One of the many definitions of the outdated word “neurotic” is “an impaired mental state brought about by conflicting motivations.” In other words, a person is experiencing strong feelings about something, some of which are in conflict with one another. And, in short, it’s making him (or her) “crazy.”
A perfect example of this came from an email I received from a website visitor. The man states that he just can’t help but be upset over the fact that his wife, whom he adores, dented his car as she was backing out of their driveway. He goes on to say that his car is a source of great pride and pleasure for him, and it now has a dent – caused by the person in the world he loves the most.
He makes a point of telling me that his wife is fully aware of his distress and has apologized over and over for her momentary carelessness. She also derives pleasure from his beautiful car, and has expressed her sadness and remorse to him. He begins to feel better, but then he walks outside and … there’s that dent. Of course, repairing it will make it look better (if the new paint matches perfectly), but it will also lower the value of his car. It will be imperfect, and he’s having trouble getting past it.

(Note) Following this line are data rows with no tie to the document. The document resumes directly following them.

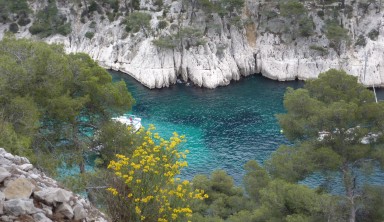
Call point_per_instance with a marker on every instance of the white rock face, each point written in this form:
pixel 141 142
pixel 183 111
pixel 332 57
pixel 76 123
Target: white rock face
pixel 19 198
pixel 52 195
pixel 229 53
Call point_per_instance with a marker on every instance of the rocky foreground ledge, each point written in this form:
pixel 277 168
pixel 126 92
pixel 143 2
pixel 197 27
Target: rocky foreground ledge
pixel 27 195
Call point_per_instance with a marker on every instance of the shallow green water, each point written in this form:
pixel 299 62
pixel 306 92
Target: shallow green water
pixel 224 127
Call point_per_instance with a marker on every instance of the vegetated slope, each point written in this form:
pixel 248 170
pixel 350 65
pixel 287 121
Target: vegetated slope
pixel 211 42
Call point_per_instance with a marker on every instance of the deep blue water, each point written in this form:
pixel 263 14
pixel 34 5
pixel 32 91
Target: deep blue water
pixel 225 127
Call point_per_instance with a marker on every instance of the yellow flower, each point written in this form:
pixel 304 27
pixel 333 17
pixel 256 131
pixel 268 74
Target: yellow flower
pixel 137 209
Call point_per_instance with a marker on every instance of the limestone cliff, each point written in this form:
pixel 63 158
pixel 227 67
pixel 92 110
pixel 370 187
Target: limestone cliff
pixel 230 50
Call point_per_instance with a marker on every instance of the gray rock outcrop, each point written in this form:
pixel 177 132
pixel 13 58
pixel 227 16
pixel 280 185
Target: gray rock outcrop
pixel 26 194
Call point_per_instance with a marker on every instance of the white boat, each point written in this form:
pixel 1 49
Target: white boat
pixel 129 120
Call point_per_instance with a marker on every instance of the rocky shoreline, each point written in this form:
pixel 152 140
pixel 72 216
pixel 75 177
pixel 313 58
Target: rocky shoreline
pixel 28 195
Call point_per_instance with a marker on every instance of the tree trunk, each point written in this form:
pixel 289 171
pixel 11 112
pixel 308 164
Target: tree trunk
pixel 82 167
pixel 350 185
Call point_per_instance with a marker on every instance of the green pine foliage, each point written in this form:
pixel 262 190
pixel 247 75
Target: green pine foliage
pixel 51 102
pixel 49 22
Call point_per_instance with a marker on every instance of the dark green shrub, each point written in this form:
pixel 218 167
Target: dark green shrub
pixel 89 35
pixel 164 43
pixel 158 3
pixel 13 27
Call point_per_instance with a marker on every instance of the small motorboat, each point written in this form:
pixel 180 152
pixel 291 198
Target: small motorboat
pixel 129 120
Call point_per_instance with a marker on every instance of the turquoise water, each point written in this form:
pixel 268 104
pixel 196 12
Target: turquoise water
pixel 225 127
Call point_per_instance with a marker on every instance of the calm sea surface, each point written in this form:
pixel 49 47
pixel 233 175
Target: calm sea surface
pixel 225 127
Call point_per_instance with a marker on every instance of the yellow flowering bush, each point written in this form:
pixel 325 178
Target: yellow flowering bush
pixel 152 192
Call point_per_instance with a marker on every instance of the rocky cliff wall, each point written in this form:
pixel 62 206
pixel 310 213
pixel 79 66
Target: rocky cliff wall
pixel 26 194
pixel 229 51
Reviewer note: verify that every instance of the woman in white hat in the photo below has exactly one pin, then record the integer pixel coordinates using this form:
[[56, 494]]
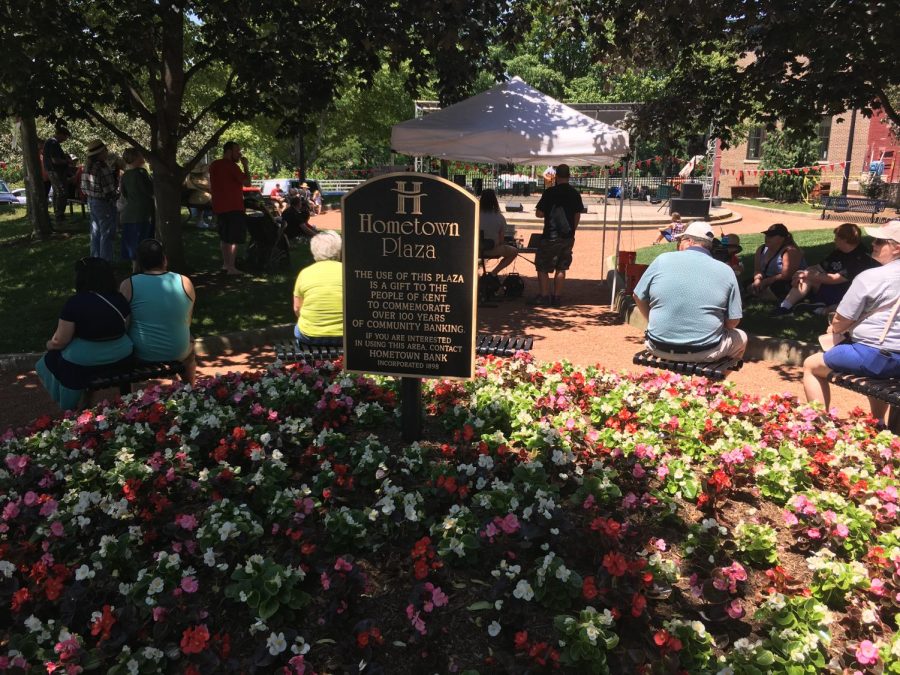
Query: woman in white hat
[[868, 321], [98, 182]]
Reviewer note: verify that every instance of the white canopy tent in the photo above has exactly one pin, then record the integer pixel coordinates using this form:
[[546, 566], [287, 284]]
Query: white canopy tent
[[511, 123], [514, 123]]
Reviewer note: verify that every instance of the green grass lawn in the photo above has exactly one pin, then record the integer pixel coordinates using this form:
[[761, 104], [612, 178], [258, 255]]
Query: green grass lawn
[[816, 244], [799, 207], [36, 278]]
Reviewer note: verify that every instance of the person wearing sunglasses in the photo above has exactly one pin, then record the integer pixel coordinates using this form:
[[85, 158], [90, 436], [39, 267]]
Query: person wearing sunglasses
[[91, 335], [868, 321]]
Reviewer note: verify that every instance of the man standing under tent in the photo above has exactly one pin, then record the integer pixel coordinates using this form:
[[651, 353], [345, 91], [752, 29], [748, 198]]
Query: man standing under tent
[[227, 181], [560, 206]]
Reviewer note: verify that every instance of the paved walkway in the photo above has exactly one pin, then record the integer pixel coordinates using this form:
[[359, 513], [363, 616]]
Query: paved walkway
[[584, 331]]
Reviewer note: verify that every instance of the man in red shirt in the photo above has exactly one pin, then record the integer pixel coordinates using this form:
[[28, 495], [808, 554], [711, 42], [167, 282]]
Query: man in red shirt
[[227, 181]]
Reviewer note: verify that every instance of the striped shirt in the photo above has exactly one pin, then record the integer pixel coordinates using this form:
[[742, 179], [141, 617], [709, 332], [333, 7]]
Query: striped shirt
[[99, 182]]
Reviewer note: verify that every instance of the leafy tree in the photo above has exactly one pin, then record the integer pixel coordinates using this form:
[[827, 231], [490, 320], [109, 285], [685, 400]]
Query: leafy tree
[[731, 60], [171, 66]]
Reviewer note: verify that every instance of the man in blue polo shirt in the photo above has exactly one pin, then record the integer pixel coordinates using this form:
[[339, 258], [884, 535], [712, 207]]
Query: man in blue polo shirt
[[692, 302]]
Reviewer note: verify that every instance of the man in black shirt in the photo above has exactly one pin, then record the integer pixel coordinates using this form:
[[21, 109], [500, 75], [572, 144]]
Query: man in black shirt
[[56, 162], [560, 206], [826, 283]]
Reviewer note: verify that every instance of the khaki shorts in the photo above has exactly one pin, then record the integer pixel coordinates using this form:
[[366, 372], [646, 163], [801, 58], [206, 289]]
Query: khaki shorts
[[554, 256]]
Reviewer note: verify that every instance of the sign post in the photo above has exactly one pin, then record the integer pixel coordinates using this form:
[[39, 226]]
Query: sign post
[[410, 282]]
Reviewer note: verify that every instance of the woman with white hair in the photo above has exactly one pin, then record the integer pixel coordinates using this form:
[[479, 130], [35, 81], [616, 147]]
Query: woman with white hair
[[868, 321], [319, 290]]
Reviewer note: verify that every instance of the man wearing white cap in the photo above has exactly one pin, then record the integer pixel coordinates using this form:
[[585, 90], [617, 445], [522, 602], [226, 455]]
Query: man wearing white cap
[[692, 302], [868, 321]]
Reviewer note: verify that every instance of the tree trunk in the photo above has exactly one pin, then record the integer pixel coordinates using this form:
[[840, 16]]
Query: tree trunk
[[167, 185], [35, 193]]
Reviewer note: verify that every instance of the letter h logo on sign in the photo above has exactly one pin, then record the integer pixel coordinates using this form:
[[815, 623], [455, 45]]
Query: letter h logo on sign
[[413, 194]]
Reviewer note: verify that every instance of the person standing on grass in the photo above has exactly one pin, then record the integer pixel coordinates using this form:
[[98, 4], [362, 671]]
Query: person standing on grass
[[227, 182], [560, 206], [98, 182], [692, 302], [56, 164], [136, 188]]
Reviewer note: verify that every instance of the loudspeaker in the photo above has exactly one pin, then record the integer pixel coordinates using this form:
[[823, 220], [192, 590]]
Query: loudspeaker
[[692, 190], [696, 208]]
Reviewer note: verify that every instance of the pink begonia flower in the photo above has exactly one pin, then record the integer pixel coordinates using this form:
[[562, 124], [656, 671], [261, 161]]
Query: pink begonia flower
[[867, 653], [10, 511], [17, 463], [48, 508], [509, 524], [187, 521]]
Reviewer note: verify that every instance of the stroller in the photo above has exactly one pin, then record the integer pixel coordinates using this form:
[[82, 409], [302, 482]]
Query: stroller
[[269, 247]]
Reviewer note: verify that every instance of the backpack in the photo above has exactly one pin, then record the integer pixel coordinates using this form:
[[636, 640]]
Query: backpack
[[513, 285], [559, 222]]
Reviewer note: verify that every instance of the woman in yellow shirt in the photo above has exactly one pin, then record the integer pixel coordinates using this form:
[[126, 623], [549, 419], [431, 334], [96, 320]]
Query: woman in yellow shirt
[[319, 290]]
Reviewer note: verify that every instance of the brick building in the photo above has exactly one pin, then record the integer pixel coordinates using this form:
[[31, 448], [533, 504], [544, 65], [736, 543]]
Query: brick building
[[871, 140]]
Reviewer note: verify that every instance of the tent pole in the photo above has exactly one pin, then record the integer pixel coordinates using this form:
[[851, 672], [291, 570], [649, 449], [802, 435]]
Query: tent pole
[[603, 245], [612, 298]]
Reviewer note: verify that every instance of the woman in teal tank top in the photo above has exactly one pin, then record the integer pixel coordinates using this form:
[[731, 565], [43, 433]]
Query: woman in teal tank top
[[162, 304]]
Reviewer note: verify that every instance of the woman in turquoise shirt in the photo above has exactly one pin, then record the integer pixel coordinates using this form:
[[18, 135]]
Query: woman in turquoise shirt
[[162, 303]]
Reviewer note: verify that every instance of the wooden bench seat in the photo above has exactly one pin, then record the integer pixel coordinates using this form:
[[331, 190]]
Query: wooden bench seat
[[883, 390], [851, 205], [714, 370]]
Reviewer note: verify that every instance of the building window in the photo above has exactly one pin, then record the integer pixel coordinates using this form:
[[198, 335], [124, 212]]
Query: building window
[[824, 138], [754, 142]]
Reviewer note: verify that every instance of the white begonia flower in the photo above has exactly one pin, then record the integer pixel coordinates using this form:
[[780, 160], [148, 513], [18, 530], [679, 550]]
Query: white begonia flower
[[276, 643], [523, 591]]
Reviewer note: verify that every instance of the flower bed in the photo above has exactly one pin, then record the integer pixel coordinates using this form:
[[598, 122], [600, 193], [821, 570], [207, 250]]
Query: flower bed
[[554, 518]]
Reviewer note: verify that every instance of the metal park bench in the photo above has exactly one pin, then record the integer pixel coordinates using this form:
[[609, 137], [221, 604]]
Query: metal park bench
[[883, 390], [140, 371], [715, 370], [852, 205], [331, 348]]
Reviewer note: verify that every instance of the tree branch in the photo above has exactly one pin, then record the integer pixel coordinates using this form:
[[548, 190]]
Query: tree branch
[[92, 112], [209, 145], [189, 126]]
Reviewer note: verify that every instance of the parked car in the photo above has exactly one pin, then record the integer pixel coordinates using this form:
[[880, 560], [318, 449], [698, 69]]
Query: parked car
[[6, 195]]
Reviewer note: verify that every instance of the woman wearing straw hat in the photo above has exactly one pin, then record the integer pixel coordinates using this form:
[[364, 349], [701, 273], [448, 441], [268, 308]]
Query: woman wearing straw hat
[[98, 182]]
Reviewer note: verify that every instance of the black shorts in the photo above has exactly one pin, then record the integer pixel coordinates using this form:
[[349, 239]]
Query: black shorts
[[232, 227], [554, 255]]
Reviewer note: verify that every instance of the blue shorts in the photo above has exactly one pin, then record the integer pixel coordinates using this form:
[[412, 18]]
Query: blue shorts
[[861, 359]]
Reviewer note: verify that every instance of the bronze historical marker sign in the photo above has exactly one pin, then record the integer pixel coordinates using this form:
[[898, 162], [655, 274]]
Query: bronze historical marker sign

He feels bad that his love for his wife and his car are both a bit tainted by his feelings of annoyance, and is looking to me for some sort of new mindset that can help him resolve these unhappy feelings.
Of course I could emulate some TV and radio “therapists,” and belittle his feelings by saying things like, “Of course your wife is more important than your car! Snap out of it, man! It’s just a car!” But he already knows that. He needs a way to feel better about this issue that doesn’t invalidate his appreciation for his fine car and also doesn’t indict his wife for doing something for which she is so very sorry.
What he needs is perspective. Sometimes bad things happen to good people. It’s perfectly OK to feel bad about the car. But, in order to be at peace, he needs to understand that very few things are perfect. He isn’t, his wife isn’t, and (especially after a few future parking lot dings and paint chips) his car won’t be either. Would he be happier if he didn’t have the car at all (even with the repaired fender)? Would he be happier if he had his perfect car, but was not married to his beloved wife?
Though a scratched car should not be a normal price to pay for being married, it is now, for better or worse, a part of his marriage. Interestingly enough, he says in his email that, in spite of his feelings, he feels closer to his wife after seeing how she suffered with him through his unhappiness. By keeping this perspective, he can begin to resolve his conflicting emotions. Will he still notice the fender (repaired or not)? Of course he will. But instead of rekindling his irritation, it will hopefully remind him that his wife, though imperfect (like us all), understands and shares his feelings. A love like this is a lot harder to replace than a fender. In spite of his best efforts, his fine car WILL get its share of dings and chips and WILL eventually wear out. What will hopefully never wear out is their special ability to recognize and share one another’s feelings — for better or for worse. There’s the perspective!
Perspective doesn’t mean denying your appreciation for things. But most things are replaceable. A loving bond between two people is far rarer. Why waste a wonderful relationship by feeling distress? Choose to accept yourself, your spouse, and, yes, even your car, as the wonderful, yet imperfect things that they are.
To my website visitor, try this: When you see that fender imperfection, think of how much you are loved, and how lucky you are that there’s another person in this world who cares enough to genuinely share your feelings. Keep things in perspective. If this is as bad as “for better or worse” ever gets, then you are a very, very fortunate person.